The goals of the present study were to provide information into the controversy about nitric oxide (NO) status of the liver during endotoxemia and to assess the role of the phosphatase inhibitor cyclosporin A (CsA) during the insult. Rats were injected with saline, lipopolysaccharide (LPS, 10 mg/kg i.p.) or cyclosporin A (CsA, 5 mg/kg. i.p.)+LPS, S-nitroso- N-acetyl penicillamine (SNAP, 0.1 mM/kg)+CsA+LPS or molsidomine (molsid, 0.2 mg/kg)+CsA+LPS. Rat hepatocytes were isolated and tested for metabolic competence by the rate of urea synthesis and for lipid peroxidation. Hepatocytes were cultured under various treatments as LPS or cytokine mixture (CM, TNF-α 500 U/ml, INF-γ 100 U/ml, IL-1β 200 U/ml) with or without CsA and iNOS expression was evaluated by NO productivity and by RT-PCR. Twenty-four hours after LPS dosing in vivo, the mortality rate was 15%, while CsA pretreatment increased mortality rate to 30% and reduced hepatocyte viability, increased ALT leakage and reduced urea synthesis.
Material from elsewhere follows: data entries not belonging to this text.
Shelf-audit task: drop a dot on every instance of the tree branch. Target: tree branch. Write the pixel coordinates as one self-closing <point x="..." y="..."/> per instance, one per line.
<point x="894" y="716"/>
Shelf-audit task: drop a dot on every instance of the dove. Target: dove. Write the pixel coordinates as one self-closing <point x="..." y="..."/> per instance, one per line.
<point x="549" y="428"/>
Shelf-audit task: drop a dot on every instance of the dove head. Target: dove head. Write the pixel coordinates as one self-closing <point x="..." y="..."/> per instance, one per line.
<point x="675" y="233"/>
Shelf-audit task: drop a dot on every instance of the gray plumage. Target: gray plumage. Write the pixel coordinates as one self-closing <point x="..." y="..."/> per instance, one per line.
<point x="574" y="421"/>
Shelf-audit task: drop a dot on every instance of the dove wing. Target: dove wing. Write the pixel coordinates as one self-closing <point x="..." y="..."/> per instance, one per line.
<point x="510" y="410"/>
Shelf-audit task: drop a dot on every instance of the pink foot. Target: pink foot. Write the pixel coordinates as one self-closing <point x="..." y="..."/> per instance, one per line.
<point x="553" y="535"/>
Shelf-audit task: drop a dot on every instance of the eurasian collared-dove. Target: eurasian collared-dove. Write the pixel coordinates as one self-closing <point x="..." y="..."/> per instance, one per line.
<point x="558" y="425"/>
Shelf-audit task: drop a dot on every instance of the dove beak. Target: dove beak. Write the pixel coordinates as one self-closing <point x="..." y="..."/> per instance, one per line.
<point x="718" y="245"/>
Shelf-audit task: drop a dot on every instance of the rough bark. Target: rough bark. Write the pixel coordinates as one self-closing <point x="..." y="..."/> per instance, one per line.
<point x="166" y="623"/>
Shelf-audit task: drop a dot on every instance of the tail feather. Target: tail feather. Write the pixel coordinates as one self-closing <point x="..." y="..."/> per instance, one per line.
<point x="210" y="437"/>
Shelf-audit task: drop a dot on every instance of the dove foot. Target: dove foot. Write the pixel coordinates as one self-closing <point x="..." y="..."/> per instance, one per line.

SNAP and Molsid resulted in complete survival of rats, increased urea synthesis, increased cell viability and reduced alanine aminotransferase leakage. LPS or CM increased iNOS expression while CsA pretreatment reduced iNOS expression. There was no correlation between lipid peroxide levels in hepatocytes and functional status of hepatocytes under various treatments. This study demonstrates that NO produced during endotoxemia and under the present conditions is protective to the liver and may function as an adaptive mechanism and that the inhibition of iNOS by compounds like CsA produce unfavorable effects.